Concorrência desleal

No caso concreto, em apertadíssima síntese, os julgadores das duas instâncias da Justiça gaúcha se convenceram de que as embalagens, as cores e os nomes de alguns produtos da Konzen eram praticamente idênticos aos da Hercosul – autora da ação de abstenção de uso de marcas registradas.

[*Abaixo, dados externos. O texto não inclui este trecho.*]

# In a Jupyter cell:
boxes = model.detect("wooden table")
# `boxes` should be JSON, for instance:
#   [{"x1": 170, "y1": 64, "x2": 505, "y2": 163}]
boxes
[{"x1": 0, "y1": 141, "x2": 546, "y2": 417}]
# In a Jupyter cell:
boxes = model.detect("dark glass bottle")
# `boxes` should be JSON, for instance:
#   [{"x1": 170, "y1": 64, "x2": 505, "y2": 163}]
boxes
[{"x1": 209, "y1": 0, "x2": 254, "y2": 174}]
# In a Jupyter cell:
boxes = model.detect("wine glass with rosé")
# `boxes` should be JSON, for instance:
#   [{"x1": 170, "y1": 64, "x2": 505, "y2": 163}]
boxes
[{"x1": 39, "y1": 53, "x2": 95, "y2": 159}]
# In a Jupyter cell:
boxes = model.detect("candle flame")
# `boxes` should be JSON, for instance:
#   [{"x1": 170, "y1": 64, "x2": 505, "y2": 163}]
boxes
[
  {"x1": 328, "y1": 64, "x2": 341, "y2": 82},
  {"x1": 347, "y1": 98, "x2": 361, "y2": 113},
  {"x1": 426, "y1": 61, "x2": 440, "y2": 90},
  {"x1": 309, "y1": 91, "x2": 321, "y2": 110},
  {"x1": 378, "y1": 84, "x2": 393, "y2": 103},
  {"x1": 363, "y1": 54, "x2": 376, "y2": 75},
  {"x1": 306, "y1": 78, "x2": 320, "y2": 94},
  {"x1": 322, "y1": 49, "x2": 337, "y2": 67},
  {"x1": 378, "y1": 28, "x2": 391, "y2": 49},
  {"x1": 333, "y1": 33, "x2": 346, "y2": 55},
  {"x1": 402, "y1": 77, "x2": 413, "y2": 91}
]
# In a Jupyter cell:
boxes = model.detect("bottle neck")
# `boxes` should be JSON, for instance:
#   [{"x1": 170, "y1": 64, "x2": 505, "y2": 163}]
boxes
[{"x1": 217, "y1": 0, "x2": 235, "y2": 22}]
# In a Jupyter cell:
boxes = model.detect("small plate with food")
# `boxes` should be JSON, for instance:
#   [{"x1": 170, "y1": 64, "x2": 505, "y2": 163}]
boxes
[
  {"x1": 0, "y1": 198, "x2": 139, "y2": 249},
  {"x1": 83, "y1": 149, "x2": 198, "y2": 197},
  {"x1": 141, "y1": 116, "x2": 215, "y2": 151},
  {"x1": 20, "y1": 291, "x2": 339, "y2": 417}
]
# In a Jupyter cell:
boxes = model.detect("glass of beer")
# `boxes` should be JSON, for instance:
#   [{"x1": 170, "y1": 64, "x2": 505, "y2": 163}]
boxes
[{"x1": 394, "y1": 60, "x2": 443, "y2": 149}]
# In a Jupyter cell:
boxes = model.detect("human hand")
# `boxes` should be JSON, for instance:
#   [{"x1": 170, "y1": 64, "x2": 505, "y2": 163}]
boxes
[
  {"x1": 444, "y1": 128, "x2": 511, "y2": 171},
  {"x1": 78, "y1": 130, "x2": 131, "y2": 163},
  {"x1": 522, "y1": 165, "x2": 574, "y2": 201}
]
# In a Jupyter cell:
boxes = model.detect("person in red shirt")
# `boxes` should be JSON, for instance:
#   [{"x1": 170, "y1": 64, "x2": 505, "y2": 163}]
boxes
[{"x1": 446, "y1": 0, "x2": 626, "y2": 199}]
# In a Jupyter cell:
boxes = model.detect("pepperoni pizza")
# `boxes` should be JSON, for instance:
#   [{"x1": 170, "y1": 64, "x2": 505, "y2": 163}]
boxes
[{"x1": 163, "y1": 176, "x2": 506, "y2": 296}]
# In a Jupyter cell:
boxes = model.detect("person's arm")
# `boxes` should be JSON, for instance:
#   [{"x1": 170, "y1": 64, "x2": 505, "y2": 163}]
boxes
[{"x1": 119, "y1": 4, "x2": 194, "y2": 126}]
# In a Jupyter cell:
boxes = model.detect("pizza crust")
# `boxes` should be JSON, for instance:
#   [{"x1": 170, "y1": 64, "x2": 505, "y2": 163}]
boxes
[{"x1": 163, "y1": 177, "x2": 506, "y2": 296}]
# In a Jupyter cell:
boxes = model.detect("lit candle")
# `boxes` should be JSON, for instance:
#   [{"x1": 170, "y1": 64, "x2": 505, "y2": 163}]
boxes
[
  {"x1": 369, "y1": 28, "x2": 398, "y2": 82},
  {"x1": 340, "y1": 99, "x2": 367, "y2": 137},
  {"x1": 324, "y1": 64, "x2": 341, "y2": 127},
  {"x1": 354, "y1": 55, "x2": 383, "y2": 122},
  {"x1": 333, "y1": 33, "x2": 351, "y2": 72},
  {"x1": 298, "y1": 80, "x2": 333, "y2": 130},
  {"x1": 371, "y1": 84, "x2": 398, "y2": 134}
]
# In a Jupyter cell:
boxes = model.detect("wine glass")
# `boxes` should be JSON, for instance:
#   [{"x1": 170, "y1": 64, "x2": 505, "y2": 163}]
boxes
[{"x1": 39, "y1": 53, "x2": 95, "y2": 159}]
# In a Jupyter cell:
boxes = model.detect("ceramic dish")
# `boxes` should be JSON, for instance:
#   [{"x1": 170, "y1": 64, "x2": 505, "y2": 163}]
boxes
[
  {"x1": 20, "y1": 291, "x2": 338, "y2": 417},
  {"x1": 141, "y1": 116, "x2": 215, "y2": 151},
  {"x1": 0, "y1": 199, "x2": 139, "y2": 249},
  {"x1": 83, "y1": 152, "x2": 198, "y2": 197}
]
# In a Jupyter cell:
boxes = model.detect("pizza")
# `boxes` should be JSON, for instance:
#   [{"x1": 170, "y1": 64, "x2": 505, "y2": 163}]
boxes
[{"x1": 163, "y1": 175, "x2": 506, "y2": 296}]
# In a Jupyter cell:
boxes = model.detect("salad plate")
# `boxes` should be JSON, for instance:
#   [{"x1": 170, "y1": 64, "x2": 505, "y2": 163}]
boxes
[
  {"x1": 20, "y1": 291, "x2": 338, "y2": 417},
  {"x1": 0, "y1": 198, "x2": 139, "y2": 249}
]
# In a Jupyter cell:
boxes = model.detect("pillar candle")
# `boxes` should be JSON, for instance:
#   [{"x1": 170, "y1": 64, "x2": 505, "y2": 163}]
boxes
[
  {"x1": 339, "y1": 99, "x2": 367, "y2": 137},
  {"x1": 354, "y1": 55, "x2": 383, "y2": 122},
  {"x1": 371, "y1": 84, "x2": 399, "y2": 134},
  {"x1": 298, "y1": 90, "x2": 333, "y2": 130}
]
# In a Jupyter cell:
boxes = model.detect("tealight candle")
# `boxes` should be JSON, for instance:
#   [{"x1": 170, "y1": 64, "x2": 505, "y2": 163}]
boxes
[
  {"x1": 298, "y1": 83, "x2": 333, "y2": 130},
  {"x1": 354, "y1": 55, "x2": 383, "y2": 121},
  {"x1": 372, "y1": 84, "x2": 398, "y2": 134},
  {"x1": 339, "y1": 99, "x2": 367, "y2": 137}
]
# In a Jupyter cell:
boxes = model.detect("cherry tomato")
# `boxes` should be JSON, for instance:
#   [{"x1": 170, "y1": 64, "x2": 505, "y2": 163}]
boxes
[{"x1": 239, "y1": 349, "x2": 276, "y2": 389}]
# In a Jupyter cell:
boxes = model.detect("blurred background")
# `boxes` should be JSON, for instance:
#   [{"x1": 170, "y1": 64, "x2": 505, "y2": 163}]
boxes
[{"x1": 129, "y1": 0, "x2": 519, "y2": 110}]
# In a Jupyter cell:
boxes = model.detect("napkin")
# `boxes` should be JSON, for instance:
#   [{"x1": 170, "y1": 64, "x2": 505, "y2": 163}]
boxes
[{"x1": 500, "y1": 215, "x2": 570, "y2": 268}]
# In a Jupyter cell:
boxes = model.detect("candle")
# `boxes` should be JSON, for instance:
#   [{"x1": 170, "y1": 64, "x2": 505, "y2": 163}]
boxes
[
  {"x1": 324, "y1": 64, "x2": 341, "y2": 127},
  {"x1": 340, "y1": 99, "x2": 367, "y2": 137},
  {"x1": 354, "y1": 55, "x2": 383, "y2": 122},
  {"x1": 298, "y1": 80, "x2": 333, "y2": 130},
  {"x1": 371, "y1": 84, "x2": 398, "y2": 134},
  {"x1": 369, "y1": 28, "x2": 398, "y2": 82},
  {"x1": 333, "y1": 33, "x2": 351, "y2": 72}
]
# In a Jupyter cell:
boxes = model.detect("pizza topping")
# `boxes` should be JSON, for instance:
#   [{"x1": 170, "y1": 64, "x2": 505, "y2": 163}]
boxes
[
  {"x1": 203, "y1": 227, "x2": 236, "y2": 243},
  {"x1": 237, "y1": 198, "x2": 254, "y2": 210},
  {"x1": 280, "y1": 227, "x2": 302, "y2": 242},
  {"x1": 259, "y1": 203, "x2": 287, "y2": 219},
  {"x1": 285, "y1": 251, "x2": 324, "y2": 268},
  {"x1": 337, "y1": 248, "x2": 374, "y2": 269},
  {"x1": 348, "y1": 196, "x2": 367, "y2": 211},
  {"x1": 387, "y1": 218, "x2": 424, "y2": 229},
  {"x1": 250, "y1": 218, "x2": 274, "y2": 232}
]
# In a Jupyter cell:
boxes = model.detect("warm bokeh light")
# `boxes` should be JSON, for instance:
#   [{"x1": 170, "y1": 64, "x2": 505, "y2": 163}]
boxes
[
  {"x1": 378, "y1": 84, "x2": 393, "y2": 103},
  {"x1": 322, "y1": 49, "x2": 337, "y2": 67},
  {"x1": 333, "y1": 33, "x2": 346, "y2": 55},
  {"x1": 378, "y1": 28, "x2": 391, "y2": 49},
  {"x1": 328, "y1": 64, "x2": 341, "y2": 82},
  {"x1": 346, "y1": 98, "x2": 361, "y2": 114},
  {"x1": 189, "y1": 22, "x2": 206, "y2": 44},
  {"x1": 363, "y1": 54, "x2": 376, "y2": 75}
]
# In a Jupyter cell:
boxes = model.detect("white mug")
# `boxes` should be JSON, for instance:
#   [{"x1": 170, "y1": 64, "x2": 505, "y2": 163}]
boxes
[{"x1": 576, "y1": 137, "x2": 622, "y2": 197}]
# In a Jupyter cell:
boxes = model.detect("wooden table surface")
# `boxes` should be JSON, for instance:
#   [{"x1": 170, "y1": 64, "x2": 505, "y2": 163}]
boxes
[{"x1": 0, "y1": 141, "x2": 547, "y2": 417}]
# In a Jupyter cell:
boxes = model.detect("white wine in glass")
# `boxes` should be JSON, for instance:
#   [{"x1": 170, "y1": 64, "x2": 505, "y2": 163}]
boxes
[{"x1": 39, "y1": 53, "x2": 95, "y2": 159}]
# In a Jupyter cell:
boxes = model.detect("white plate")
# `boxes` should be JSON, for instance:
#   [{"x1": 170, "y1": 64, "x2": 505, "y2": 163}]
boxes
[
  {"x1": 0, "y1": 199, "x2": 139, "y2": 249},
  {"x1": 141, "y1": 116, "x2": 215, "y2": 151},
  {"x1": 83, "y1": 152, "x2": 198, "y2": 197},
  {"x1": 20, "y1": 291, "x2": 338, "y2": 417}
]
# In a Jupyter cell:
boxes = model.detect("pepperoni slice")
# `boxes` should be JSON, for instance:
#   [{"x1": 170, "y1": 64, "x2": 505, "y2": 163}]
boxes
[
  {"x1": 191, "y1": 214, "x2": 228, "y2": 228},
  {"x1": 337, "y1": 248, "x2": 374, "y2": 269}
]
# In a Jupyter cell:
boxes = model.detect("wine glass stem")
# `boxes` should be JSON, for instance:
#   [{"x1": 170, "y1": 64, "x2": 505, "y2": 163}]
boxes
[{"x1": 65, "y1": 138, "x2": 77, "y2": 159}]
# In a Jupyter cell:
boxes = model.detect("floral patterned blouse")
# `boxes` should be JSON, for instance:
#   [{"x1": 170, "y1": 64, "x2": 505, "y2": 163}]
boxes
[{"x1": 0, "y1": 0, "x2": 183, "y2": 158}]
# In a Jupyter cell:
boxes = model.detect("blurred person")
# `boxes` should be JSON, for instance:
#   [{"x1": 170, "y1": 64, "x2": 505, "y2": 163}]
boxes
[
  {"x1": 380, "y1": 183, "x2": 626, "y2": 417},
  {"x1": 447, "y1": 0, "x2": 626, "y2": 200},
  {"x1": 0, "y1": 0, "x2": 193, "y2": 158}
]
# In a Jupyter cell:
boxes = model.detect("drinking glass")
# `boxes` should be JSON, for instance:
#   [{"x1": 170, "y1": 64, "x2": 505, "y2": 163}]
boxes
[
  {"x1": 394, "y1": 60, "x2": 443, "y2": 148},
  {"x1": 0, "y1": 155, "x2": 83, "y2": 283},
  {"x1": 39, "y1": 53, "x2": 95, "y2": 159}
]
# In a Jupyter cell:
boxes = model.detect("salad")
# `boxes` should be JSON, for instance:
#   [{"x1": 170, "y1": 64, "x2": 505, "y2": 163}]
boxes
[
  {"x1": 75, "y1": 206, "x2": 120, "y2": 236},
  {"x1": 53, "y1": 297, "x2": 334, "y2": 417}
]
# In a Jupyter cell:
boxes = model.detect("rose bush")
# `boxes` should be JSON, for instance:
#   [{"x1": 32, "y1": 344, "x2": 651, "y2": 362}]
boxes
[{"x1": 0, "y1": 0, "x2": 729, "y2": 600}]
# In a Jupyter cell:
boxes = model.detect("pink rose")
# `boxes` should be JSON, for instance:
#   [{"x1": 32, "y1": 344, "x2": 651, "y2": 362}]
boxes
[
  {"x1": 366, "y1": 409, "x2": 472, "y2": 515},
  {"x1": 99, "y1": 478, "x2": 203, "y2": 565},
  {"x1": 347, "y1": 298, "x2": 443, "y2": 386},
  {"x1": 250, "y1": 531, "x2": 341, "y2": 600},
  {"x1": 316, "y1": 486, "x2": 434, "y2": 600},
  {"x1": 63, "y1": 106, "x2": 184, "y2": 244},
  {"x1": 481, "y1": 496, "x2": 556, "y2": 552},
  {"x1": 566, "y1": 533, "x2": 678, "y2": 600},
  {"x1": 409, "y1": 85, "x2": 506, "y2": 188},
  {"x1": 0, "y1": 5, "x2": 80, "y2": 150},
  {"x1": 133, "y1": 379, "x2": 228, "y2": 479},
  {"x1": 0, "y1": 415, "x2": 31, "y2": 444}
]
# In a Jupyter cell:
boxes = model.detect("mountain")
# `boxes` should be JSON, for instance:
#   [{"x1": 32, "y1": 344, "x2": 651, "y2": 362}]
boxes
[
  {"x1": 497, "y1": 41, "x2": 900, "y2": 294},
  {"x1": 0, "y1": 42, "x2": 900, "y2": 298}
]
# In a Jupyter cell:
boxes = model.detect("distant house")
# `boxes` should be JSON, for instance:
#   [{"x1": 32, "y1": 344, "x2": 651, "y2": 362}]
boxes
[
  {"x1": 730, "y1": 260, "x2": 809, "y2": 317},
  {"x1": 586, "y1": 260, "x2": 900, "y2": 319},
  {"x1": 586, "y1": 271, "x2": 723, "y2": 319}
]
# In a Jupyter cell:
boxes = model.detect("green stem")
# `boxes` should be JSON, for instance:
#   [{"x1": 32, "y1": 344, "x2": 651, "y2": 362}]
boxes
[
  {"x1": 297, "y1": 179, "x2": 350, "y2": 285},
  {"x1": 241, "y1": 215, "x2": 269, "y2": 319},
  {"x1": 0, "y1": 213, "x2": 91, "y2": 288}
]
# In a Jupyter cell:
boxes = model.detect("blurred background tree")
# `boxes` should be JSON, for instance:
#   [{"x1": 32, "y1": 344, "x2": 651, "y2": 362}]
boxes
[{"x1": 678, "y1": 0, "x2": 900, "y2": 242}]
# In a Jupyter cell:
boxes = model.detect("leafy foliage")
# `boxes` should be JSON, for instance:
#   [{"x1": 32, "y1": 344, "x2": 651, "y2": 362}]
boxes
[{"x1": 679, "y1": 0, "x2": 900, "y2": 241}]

Concluíram que tal similaridade causa confusão na cabeça dos consumidores, caracterizando clara concorrência desleal.

Com base no laudo da perícia, a juíza Carolina Ertel Weirich, da Vara Judicial da Comarca de Ivoti, concedeu a liminar, por ver semelhanças dos produtos da ré – Free Dogs, Free Cats e Polux – com aqueles comercializados pela parte autora –Three Dogs, Three Cats e Apolo.

Embora grafados de forma diferente, termos como three dogs e three cats, foneticamente, em muito se assemelham a free dogs e free cats. Logo, a sonoridade das palavras pode vir a confundir os consumidores de ração animal.

‘‘Não há dúvida quanto à existência de perigo de dano irreparável ou de difícil reparação, considerando os prejuízos que a parte autora vem sofrendo em razão da concorrência desleal da empresa ré, mormente se considerarmos que atua há muito tempo no mercado, com considerável investimento em publicidade e propaganda, impondo-se, portanto, o deferimento do pleito liminar neste ponto (uso das marcas)’’, justificou a juíza na decisão.

Ao proferir a sentença de mérito, em maio de 2016, o juiz Cristiano Vilhalba Flores condenou a Konzen a: se abster do uso das marcas Freedog e/ou Spirit Freedog, Freecat e/ou Spirit Freecat e Pólux; alterar suas embalagens; e a pagar à Hercosul, a título de danos morais, a quantia de R$ 50 mil, bem como danos materiais a título de lucros cessantes – a serem apurados em sede de liquidação de sentença.

A decisão de Flores foi chancelada pela 5ª Câmara Cível do TJRS, inclusive em juízo de retratação. Para os desembargadores, ainda que a ré detenha o registro da marca Spirit Freedog no Inpi, na prática, ela praticamente omite a expressão Spirit, que aparece bem acima, em fonte muito pequena. O mesmo ocorre com a apresentação da embalagem do Free Dog, feita de forma separada, exatamente como utilizada pela parte autora. Ou seja, há evidente intenção de imitar, pela ‘‘vestimenta comercial’’, o produto e a marca da autora.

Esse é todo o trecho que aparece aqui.